Yine Fransız ihtilali, kilisenin tahakkümünü ortadan kaldıran laik ve demokratik Cumhuriyet rejimlerine geçişten başka, ulusal bilincin uyanışını da sağladı. Emperyal devletleri parçalayarak, İmparatorluklardan ulus devletçiklerinin türemesine vesile oldu. Bu seferde teolojik monarşilerin yerine kapitalizm, sosyalizm, faşizm, liberalizm vb gibi seküler doğmalar “izim’ler” türeterek insanlığı huzursuz etti. Yani İnsanlar seküler kültürün kendilerine vâdettiği huzur, barış ve refah ortamını bulamayınca başka, başka arayışlara yöneldiler. Kendilerini mutlu edeceğini sandıkları aidiyetler izm’ler, icat ettiler.

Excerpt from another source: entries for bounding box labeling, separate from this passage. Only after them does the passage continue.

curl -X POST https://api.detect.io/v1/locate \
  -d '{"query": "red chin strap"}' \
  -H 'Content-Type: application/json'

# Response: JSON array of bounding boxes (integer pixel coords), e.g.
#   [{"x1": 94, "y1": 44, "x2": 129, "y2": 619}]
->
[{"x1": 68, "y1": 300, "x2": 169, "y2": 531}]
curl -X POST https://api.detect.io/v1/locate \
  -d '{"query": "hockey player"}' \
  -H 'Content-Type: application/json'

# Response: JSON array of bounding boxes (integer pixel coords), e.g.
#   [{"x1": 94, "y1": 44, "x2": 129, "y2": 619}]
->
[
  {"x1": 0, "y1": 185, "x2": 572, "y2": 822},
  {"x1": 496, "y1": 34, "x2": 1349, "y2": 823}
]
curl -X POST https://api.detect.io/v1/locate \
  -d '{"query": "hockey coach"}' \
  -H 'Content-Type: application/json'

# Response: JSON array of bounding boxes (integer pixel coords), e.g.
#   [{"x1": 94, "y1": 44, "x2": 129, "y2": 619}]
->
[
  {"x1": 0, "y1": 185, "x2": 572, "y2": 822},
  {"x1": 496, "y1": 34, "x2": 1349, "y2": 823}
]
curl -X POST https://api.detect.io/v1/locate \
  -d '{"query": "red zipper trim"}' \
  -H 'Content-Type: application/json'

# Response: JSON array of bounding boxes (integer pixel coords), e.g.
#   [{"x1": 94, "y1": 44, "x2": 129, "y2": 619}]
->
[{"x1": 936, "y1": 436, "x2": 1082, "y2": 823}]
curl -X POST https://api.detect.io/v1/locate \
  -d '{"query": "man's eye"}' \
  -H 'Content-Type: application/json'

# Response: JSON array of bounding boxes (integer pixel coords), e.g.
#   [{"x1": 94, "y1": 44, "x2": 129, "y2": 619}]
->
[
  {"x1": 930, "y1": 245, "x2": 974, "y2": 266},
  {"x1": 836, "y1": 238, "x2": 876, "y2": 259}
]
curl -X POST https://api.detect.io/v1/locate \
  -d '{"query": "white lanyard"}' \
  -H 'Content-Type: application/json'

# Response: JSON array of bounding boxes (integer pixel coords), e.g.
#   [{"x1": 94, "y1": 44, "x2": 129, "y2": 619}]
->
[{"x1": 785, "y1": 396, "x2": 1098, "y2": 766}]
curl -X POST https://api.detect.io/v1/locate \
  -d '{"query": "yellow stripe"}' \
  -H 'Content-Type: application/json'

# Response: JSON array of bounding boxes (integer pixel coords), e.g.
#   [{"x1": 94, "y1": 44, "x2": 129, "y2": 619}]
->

Roma Kotolik kilisesinden tamamen farklı bir yapıya sahip olan hilafet devleti Osmanlı İmparatoluğu’nun parçalanarak bünyesinden kırk küsur devlet türetilmesine malesef mani olunamadı. İmparatorluk hamisi olarak, dönemin seküler kültürüne uygun düşen, Türk tipi Laisizm anlayışıyla T.C. Devleti kuruldu. M.Kemal ve Cumhuriyetin kurucu iradesi nasil ki, kamusal alana giren dünyevi sosyal ilişkilerde egitim, sağlık, adalet, güvenlik vs işler devletin sorumluluk alanına giriyorsa, sosyal hayatın inkar edilemez gerçeklerinden birisi olan uhrevi hayatın, yani dini hayatın düzen ve intizamını sağlamak’ta devletin sorumluluk alanına girer düşüncesiyle hareket ederek, bir başka örneği olmayan şekilde dini hayatı Diyanet İşleri Başkanlığına tevdi ederek, anayasal güvenceye almıştır. O münasebetle Türk tipi laiklik anlayışı dedim. Bu manada devletin kamusal alanına giren diğer kurumlarından yargı, adalet, eğitim, sağlık, güvenlik vs kurumlarından kurumsal hak ve anayasal güvence açısından bakıldığında Diyanet İşleri Başkanlığının diğer kurumlardan hiç bir fark ve ayrıcalığı yoktur. Zaman, zaman siyaset kurumunun, din ve diyanet polemiği üzerinden, laikliği tehlikedeymiş gibi gösterme çabalarından başka, bana göre şimdilik laisizmle uyum içerisinde hayatımıza devam ediyoruz.